Indeed the solutions to parasitism can be fully defined solely by referring to old books, if you know which particular old books to refer to. Parasites write books too, after all.
Don’t need science. The solution predates science. It simply wasn’t and isn’t used.
The world is perfectly just.
That’s why mortals hate it so much.
Namely, that it doesn’t differ in the slightest.
Check: religions keep making claims about scientific facts. A safe conclusion: self-proclaimed religions know whether they are religions.
Scientists check their results, after all. Replication &c.
See also: being specific and showing examples, instead of confining themselves to fluffy abstract ivory-tower angel-vs-pin stuff.
I never fail to be taken in by the “thunderstick = gnon = science” chain of logic.
Nuclear Holocaust appears to be a certainly.
If a so-called “scientist” doesn’t personally witness an event or discovery of a species, it just doesn’t exist, no matter how many non-scientists have witnessed or discovered as such.
A good example of this is the claims that mariners and seafarers have made over the centuries over a “triple wave” phenomenon which has capsized sailing vessels over the centuries. Recently, such waves have been witnessed from space by satellites. Why would scientists not take the word of those who personally witnessed such phenomenon?
There are many reports of giant “sea creatures” that have been witnessed by mariners and seafarers over the centuries which scientists always discounted as being “sea tales”. It turns out that such giant sea creatures DO exist.
Another example of scientific arrogance and the unwillingness to take the word of “non-scientists” is that in the cases of weather phenomenon such as tornadoes. Non-scientists who have witnessed tornadoes are quite often dismissed as having “vivid imaginations” and as such, scientists have defined non-scientist witnessed tornadoes as “straight line winds” or given other nonsensical definitions.
The current COVID-19 “plandemic” has taken science to new heights of scientific malpractice and outright criminality by prohibiting the use of two well-documented and investigated old-line drugs for COVID relief. Hydroxychloroquine and Ivermectin have both been proven to lessen the severity of the flu but have been prohibited for use as such by the current government medical establishment, being replaced by poisonous injections that are not effective at all and do nothing but assure future problems from extreme side-effects unrelated to the flu.
Today’s science has not been about the quest for discovery but is run by arrogant, small-minded people with their own agendas.
Follow the money.
There is no such thing as “Science.”
“Science” is a meaningless abstraction.
There are only people. Doing things. And then making up conclusions based on those things.

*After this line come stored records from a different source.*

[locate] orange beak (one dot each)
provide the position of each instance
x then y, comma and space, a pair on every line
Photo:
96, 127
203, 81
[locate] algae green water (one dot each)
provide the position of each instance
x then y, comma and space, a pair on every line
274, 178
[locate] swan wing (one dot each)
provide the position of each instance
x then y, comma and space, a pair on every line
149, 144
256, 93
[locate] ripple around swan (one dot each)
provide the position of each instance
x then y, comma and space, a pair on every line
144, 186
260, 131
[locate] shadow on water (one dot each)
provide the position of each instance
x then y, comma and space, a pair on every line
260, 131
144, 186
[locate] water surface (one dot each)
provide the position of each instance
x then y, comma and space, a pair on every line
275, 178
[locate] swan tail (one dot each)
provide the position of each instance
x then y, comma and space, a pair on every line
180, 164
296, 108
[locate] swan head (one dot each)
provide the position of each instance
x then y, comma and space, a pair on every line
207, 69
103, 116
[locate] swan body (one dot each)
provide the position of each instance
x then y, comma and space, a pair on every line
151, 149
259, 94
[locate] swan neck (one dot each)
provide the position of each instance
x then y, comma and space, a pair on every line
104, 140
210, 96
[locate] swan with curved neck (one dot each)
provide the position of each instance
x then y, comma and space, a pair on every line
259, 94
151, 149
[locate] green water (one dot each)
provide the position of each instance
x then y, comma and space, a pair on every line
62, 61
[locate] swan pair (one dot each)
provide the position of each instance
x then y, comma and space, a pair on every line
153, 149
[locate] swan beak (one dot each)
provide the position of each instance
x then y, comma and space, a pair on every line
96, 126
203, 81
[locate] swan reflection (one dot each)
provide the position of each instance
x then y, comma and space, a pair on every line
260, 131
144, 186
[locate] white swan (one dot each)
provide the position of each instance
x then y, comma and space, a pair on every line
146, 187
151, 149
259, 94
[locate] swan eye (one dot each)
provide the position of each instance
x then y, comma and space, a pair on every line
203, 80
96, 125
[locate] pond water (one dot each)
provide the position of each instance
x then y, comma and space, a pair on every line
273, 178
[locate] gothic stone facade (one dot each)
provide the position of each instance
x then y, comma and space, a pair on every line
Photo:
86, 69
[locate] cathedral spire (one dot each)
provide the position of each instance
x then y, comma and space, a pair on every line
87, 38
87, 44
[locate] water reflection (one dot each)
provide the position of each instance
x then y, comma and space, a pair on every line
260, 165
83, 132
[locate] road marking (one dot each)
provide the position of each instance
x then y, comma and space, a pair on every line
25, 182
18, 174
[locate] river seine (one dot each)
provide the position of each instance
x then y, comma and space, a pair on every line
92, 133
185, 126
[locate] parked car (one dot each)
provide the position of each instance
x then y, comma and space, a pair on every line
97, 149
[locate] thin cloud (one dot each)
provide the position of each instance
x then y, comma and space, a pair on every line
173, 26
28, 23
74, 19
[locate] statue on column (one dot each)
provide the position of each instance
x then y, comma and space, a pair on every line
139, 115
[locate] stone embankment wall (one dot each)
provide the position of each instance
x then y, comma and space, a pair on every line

The first thing you need to learn is the difference between fantasy and reality.
Thank you for clarifying things for the local dumbbells who think they are smart because they champion STEM without knowing a thing about it.
I thought that that monstrous covid hoax would have cured people of their pea-brained science worship. But the only thing you can count on people doing is forgetting.
And so it’s back to “rahrahrah, STEM is for real men. Everything else is bunk. “Science” (whatever that is) is always right. Scientists are never, uh, liars”. Or more properly denominated–employees.